Years from now, what do you want people to remember Nada Surf for? I don't know, I just like being in somebody's record collection. What I'd really like to think is that if I was my age now or 50 years from now and had a record collection and was never in a band but had the taste I have now that I would have Nada Surf records in my library. So I kind of do it for myself in a way.
Do you think that you would like your band if you weren't in it? I think I would. I hope I would. Yeah, I definitely would. I mean, of course because I've always wanted to do exactly what I want to hear. It's like how everybody's their own radio station. You choose what you play and listen to. And when I'm around the house I have my own radio on, which means I'm putting different records on the stereo.
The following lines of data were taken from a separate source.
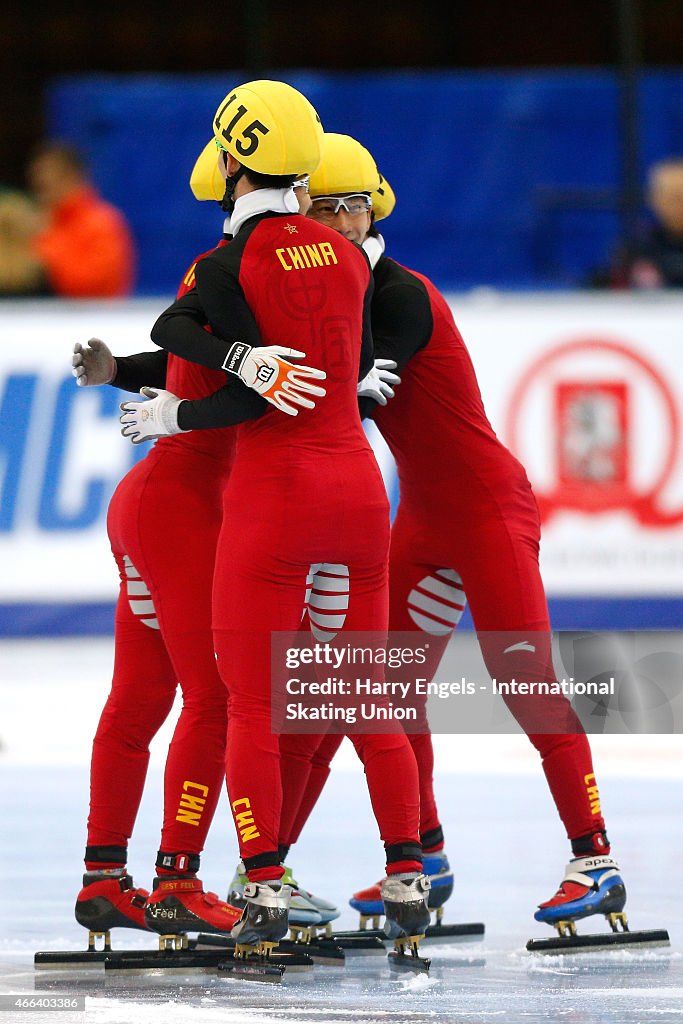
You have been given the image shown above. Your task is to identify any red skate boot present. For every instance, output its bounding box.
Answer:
[75,871,150,935]
[144,876,242,935]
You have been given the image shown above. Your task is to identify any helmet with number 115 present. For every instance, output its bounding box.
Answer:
[213,80,323,176]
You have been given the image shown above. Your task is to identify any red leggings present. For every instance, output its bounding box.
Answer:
[282,506,604,845]
[87,445,226,853]
[214,453,419,881]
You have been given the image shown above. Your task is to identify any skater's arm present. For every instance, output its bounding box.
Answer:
[178,380,269,430]
[72,338,168,392]
[358,273,375,381]
[373,282,434,373]
[151,286,260,370]
[358,282,434,420]
[111,349,168,394]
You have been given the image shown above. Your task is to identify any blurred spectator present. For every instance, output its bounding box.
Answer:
[0,189,49,298]
[589,158,683,289]
[29,142,135,299]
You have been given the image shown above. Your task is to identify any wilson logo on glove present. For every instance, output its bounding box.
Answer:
[222,342,327,416]
[256,362,275,384]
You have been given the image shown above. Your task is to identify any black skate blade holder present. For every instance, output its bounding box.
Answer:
[88,931,112,953]
[387,935,432,974]
[189,932,346,967]
[352,907,486,945]
[290,922,332,944]
[154,932,188,953]
[526,911,671,956]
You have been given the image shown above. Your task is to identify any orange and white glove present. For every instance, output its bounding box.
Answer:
[223,341,327,416]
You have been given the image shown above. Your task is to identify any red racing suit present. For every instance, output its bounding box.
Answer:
[153,212,420,881]
[281,251,604,852]
[86,243,261,866]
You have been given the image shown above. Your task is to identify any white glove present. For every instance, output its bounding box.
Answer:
[119,387,189,444]
[223,341,327,416]
[71,338,116,387]
[358,359,400,406]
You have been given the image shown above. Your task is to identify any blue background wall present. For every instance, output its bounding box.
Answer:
[47,70,683,294]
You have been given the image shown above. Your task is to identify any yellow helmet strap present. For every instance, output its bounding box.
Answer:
[220,164,245,213]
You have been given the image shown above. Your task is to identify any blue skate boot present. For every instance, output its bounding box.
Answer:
[349,850,454,930]
[230,879,292,958]
[533,854,628,937]
[227,861,323,932]
[281,864,340,940]
[380,871,430,971]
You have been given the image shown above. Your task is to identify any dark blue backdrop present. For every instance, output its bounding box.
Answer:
[47,70,683,294]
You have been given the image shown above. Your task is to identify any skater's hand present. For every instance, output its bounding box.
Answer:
[119,387,188,444]
[71,338,116,387]
[358,359,400,406]
[223,342,327,416]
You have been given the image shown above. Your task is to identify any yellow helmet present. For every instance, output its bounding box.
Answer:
[189,139,225,203]
[308,132,380,197]
[213,80,323,175]
[372,174,396,220]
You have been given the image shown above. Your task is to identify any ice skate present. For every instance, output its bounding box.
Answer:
[34,869,150,970]
[227,861,321,934]
[526,854,669,953]
[349,851,454,929]
[144,877,240,948]
[344,850,484,942]
[380,871,430,971]
[74,871,150,949]
[281,864,340,941]
[230,880,292,956]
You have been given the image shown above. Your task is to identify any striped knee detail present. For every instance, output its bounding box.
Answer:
[123,555,159,630]
[408,569,467,636]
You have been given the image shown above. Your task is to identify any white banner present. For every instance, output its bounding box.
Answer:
[0,293,683,603]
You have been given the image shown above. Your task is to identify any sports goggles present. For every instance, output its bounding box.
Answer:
[313,193,373,217]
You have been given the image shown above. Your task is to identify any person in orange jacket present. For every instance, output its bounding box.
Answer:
[28,142,135,299]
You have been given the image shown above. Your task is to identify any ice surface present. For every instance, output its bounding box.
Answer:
[0,641,683,1024]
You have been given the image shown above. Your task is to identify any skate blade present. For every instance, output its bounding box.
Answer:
[218,959,290,985]
[526,929,671,956]
[422,922,486,945]
[100,946,313,975]
[194,933,346,967]
[33,949,107,971]
[387,950,432,974]
[326,931,386,956]
[330,922,485,956]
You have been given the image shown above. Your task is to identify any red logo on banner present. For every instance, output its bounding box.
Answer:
[506,339,683,527]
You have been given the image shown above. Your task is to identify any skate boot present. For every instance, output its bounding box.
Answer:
[230,880,292,957]
[533,854,627,936]
[144,876,240,948]
[281,864,340,939]
[227,861,321,932]
[75,869,150,949]
[349,850,453,929]
[380,871,430,970]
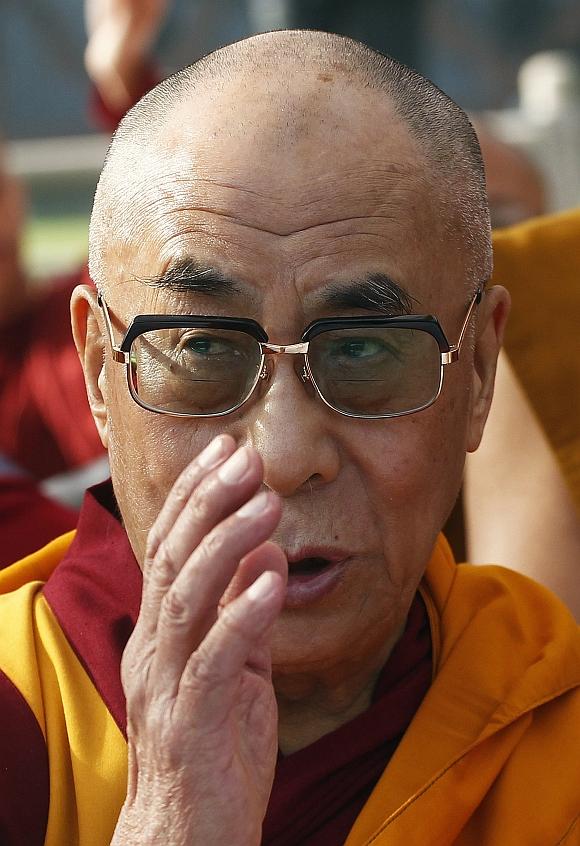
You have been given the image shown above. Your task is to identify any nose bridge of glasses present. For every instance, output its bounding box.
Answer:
[260,341,310,382]
[261,341,308,355]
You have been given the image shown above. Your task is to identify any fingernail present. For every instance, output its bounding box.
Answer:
[246,570,274,602]
[197,435,226,470]
[238,491,270,517]
[218,449,250,485]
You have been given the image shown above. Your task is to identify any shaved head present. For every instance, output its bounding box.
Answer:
[89,31,491,288]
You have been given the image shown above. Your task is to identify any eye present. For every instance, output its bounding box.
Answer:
[337,338,384,358]
[332,336,401,361]
[179,335,240,358]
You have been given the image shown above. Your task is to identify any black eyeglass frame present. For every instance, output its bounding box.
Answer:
[97,285,484,420]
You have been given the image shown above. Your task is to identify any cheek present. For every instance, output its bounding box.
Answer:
[357,402,466,546]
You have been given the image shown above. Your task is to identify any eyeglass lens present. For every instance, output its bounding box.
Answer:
[130,327,441,417]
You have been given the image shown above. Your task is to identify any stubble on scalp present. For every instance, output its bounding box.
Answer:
[89,31,491,292]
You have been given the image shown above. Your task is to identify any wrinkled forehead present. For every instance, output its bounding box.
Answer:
[94,73,466,314]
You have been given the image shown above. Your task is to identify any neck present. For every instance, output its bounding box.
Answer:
[274,623,404,755]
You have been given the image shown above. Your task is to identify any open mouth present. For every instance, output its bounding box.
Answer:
[289,556,336,578]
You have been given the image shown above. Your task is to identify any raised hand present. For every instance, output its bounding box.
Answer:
[85,0,170,110]
[113,436,287,846]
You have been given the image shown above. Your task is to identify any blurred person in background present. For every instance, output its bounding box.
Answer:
[456,124,580,620]
[0,32,580,846]
[0,0,580,614]
[0,0,168,486]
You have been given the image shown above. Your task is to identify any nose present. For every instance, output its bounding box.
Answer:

And once in a while, because of that, I get a little itchy and sit down and play guitar myself and get into my own thing for an hour or two and then listen to somebody else's music again. And it's not like I'm trying to do everything I ever like, because there's some things that are out of our range. I mean, we're not Motorhead.
I think that makes sense with your band, it seems like that's what Nada Surf is, is just good songs. And you have your stylistic things that you prefer to do but it's not like ''Oh, THAT sounds like Nada Surf.'' Totally. In fact, it sometimes surprises me when someone says that we have a sound at all. If we do, I'm not really conscious of what it is.